Among its provisions, the CBTH regulation provides the European Commission with the power to declare a public health emergency at the EU-level, triggering a range of emergency measures including the joint procurement of medical countermeasures. Based on the centralised Covid-19 vaccines procurement model employed by the Commission, the arrangement will be spearheaded by the newly established directorate-general Health Emergency Preparedness and Response Authority (HERA) and crucially, will prohibit member states from pursuing parallel negotiations with manufacturers directly.
Recent negotiations between HERA and the monkeypox vaccine producer, Bavarian Nordic, provide an early example of how the new dynamics could work in practice. The pricing negotiations in this case were relatively simple, in part due to EU4Health funds granting HERA more autonomy and flexibility. However, some member states felt that HERA’s processes were slow and inefficient compared to national levels of emergency. As a result, France moved independently to purchase a large portion of the limited supply of the vaccine, notably demonstrating that, in the first exhibition of the directorate-general’s mandate post-Covid, HERA failed to break the preference of a major member state for driving national procurement.
This example illustrates some of the basic challenges that HERA is likely to face. In principle, its capacity to purchase for the bloc as a whole confers more bargaining power for HERA and a very large market for manufacturers that are able to provide the requisite quantity of supplies. However, the resistance from countries with higher demand volumes and larger economies, such as France and Germany, is likely to work against HERA. It was the resistance from such markets that has ensured that the CBTH regulation is built around joint procurement participation only on a case-by-case basis. Countries with larger populations, bigger economies and efficient infrastructure to distribute medical countermeasures may be more likely to favour procurement at the national level if HERA’s joint process continues to be perceived as slow and inefficient.
With the CBTH regulation set to be formally adopted this autumn, vaccine, therapeutics and diagnostics manufacturers should thus begin to anticipate a possible mix of negotiators at the EU table. HERA’s current limitations likely mean that any shift to joint procurement will be sporadic. Accordingly, the factors that will predict joint versus national procurement are likely to be the rates of infection spread and the extent of political imperative around rapid deployment in larger member states.
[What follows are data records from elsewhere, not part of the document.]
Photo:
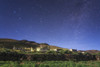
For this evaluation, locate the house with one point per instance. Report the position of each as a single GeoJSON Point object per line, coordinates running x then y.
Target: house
{"type": "Point", "coordinates": [74, 50]}
{"type": "Point", "coordinates": [42, 48]}
{"type": "Point", "coordinates": [25, 49]}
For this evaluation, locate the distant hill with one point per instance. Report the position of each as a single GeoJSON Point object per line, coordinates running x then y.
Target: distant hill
{"type": "Point", "coordinates": [93, 51]}
{"type": "Point", "coordinates": [10, 43]}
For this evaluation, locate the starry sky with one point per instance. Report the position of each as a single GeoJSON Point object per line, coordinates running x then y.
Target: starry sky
{"type": "Point", "coordinates": [64, 23]}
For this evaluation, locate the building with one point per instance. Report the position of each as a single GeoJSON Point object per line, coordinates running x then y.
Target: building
{"type": "Point", "coordinates": [42, 48]}
{"type": "Point", "coordinates": [74, 50]}
{"type": "Point", "coordinates": [25, 49]}
{"type": "Point", "coordinates": [55, 49]}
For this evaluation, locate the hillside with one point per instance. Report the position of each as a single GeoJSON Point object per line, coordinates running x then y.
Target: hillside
{"type": "Point", "coordinates": [10, 43]}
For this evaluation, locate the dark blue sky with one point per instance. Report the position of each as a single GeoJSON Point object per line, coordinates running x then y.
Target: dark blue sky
{"type": "Point", "coordinates": [64, 23]}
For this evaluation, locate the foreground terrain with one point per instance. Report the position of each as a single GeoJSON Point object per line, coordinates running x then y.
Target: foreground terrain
{"type": "Point", "coordinates": [49, 64]}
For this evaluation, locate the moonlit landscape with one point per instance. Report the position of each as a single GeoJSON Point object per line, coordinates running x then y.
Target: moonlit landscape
{"type": "Point", "coordinates": [64, 23]}
{"type": "Point", "coordinates": [49, 33]}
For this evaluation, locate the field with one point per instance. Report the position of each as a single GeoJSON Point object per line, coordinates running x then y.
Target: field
{"type": "Point", "coordinates": [50, 64]}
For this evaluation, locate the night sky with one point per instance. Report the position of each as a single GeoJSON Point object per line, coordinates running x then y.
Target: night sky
{"type": "Point", "coordinates": [64, 23]}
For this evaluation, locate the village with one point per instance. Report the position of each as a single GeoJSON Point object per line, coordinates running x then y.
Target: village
{"type": "Point", "coordinates": [41, 48]}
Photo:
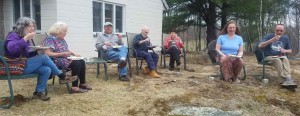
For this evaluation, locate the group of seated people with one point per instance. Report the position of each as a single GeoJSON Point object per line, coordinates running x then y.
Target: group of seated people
{"type": "Point", "coordinates": [229, 43]}
{"type": "Point", "coordinates": [55, 58]}
{"type": "Point", "coordinates": [141, 42]}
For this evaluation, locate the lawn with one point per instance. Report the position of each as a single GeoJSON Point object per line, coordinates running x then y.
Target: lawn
{"type": "Point", "coordinates": [145, 96]}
A few more successful HERA case studies may also shift views in Europe’s capitals, while smaller member states will continue to argue for a collective process, not least from the perspective of price equality.
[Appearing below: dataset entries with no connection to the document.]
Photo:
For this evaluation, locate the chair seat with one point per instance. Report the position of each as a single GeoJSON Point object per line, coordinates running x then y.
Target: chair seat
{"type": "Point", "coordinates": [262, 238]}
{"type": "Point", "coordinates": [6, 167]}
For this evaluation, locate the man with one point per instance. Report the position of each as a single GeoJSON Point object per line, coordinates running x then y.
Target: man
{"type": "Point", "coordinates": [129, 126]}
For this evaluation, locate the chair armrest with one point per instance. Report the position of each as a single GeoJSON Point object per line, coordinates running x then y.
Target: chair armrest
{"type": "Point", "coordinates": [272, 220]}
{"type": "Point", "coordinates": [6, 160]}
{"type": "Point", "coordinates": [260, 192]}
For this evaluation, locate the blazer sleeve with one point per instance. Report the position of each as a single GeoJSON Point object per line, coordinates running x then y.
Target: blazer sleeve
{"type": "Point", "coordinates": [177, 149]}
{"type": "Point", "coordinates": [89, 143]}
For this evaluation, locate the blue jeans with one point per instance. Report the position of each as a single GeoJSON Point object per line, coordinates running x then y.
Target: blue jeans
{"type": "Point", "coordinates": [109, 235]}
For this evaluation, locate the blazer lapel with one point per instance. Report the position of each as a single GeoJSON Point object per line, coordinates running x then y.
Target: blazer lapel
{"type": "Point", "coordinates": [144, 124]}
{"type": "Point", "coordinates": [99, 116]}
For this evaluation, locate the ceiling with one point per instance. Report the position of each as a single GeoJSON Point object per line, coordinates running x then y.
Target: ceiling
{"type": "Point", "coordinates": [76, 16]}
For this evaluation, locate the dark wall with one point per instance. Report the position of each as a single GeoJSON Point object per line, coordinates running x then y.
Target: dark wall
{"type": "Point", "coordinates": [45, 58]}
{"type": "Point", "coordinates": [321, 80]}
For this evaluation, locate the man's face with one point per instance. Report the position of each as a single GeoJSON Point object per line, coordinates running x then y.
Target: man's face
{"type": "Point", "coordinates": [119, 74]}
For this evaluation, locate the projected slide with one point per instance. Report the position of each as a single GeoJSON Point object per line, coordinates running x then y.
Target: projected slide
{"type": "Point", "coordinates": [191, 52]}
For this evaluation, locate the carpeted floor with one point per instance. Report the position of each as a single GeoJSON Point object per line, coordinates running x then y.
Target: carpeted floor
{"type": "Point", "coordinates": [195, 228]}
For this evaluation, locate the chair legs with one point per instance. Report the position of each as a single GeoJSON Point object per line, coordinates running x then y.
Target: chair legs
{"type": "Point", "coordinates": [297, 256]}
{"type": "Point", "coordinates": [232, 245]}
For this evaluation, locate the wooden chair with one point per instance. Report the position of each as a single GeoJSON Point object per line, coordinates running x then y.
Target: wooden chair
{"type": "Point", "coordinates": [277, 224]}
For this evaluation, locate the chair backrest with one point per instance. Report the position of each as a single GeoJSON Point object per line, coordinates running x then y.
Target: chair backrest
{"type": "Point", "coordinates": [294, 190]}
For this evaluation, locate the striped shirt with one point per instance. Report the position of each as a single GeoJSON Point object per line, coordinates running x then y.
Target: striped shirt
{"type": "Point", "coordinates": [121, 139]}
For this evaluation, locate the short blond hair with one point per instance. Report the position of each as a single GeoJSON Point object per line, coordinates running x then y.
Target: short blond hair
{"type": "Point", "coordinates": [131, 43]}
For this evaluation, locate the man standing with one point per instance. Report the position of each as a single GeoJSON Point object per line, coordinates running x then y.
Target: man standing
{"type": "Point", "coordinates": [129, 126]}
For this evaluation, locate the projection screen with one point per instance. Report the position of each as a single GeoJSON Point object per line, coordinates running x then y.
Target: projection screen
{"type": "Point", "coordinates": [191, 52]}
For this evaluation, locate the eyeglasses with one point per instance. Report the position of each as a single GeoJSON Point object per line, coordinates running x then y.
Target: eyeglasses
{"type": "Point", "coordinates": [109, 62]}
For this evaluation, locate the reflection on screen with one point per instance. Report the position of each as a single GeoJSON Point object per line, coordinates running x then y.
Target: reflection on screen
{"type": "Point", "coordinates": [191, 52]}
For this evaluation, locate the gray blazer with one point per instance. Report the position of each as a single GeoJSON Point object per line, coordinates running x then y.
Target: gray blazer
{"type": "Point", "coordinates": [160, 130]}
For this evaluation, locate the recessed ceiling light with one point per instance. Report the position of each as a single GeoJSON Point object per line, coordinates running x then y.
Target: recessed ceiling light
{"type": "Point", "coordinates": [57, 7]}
Thus, while the Commission and some Members of the European Parliament increasingly hope to move towards harmonisation across the bloc, the technical and bureaucratic hurdles – as well as resistance from some member states – will nonetheless likely impede major changes in the immediate future. As industry looks to navigate the future supply and procurement landscape in Europe, it will need to be proactive in anticipating the swings between joint versus individual procurement in the short- to medium-term, while preparing to adapt to a more harmonised EU approach in the long-term.